My front beds have gone from bare to ongepotchket (‘Slapped together without form, excessively decorated,’ according to one Yiddish dictionary) in a month. No, not true, but I see how easily it could happen…I can’t stop planting!
EXACTLY ONE YEAR AGO, I had just moved to my new home in Springs (East Hampton), N.Y. I had no heat. No refrigerator. No driveway — just a sea of mud. And a backyard that was impenetrable, due to overgrown wisteria and weeds, with a fallen-down shed in the middle of it. I was cold, scared, and lonely; I didn’t know many people in the area. The weather was foul, and I prayed for a bit of sunshine to put a more comforting spin on things.
Greener than brown…
These days, I’m warm and toasty, with a fully functioning kitchen, a new roof, and a yard that’s at least partly under control. To be sure, there’s a ways to go: I still need a new bathroom, a deck, and a paint job. But I love living here. It’s home. I have wonderful new friends and neighbors. I no longer choke on the word “Hamptons.” I’ve even caught myself saying “up-island,” as in “Whenever I go up-island, I stop at IKEA [Costco, Home Depot…]” (Up-island is a term we East Enders use to refer to parts of Long Island closer to…what’s the name of that city again? Right, New York.)

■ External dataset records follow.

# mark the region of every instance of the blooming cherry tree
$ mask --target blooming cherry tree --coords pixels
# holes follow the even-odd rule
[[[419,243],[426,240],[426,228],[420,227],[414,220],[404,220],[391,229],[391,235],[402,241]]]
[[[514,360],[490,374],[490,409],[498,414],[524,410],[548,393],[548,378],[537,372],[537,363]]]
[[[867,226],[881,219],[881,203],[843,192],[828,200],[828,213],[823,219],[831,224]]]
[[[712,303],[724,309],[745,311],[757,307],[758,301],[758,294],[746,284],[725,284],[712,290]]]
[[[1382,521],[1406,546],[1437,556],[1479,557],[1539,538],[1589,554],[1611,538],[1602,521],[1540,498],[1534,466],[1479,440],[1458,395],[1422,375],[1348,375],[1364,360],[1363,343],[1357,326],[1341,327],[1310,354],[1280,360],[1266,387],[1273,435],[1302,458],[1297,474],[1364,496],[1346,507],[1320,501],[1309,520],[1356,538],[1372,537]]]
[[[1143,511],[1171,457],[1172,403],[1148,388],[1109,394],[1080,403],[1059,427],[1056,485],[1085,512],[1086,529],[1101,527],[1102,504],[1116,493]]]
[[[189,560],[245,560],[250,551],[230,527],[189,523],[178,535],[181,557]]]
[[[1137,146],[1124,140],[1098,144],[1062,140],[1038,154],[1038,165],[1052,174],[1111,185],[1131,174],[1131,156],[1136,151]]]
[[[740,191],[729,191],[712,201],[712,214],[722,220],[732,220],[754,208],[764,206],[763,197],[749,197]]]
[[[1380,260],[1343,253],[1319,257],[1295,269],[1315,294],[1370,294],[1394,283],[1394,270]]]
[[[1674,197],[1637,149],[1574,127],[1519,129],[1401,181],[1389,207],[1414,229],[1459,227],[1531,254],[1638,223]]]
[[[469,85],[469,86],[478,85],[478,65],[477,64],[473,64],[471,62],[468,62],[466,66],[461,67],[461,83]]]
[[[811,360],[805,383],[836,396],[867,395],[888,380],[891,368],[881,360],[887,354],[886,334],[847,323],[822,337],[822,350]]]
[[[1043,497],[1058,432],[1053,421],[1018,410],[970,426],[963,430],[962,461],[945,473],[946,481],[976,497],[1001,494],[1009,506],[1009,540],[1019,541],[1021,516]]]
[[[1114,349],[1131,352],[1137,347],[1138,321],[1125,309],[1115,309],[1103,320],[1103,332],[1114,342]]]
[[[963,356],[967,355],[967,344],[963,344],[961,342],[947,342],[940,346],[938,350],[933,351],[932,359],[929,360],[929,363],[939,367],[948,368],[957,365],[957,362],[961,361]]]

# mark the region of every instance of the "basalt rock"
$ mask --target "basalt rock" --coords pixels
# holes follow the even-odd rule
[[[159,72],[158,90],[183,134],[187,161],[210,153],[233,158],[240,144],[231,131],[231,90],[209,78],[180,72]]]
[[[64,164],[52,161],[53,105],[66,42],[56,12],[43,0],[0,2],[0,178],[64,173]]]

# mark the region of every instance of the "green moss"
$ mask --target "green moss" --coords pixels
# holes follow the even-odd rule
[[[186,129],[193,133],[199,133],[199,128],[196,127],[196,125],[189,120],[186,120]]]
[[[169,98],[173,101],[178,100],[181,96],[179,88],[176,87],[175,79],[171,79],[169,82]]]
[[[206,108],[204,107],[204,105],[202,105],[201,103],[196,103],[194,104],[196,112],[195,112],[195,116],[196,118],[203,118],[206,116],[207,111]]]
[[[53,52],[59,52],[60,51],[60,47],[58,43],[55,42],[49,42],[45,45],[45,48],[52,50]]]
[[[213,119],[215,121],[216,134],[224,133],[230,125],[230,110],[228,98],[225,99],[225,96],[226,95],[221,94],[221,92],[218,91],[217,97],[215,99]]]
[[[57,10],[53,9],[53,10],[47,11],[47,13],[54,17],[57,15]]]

Still rock-hunting for those edges…only the best will do.
Today, in fact, I went up-island, to visit my cousin Barbara and pick up her birthday present to me: five big bags of compost — a most welcome gift. Yes, it was teeming, but that didn’t stop us from dividing some of her astilbe, epimedium, and liriope, which I hauled back in my trusty Honda. Tomorrow I’ll plant it, rain or shine. My front-yard beds have gone from bare to practically stuffed in about a month.
Moving on to containers…
A very satisfying day. While the Long Island Expressway is still soul-numbing (I listened to a new Anne Tyler book, Noah’s Compass, on CD — also somewhat numbing), I didn’t mind the rain. As a civilian, I would have preferred pleasanter weather. But as a gardener, I’m thrilled that Nature is doing the watering.
New favorite: an old concrete birdbath planted with sedum and scaevola, an annual.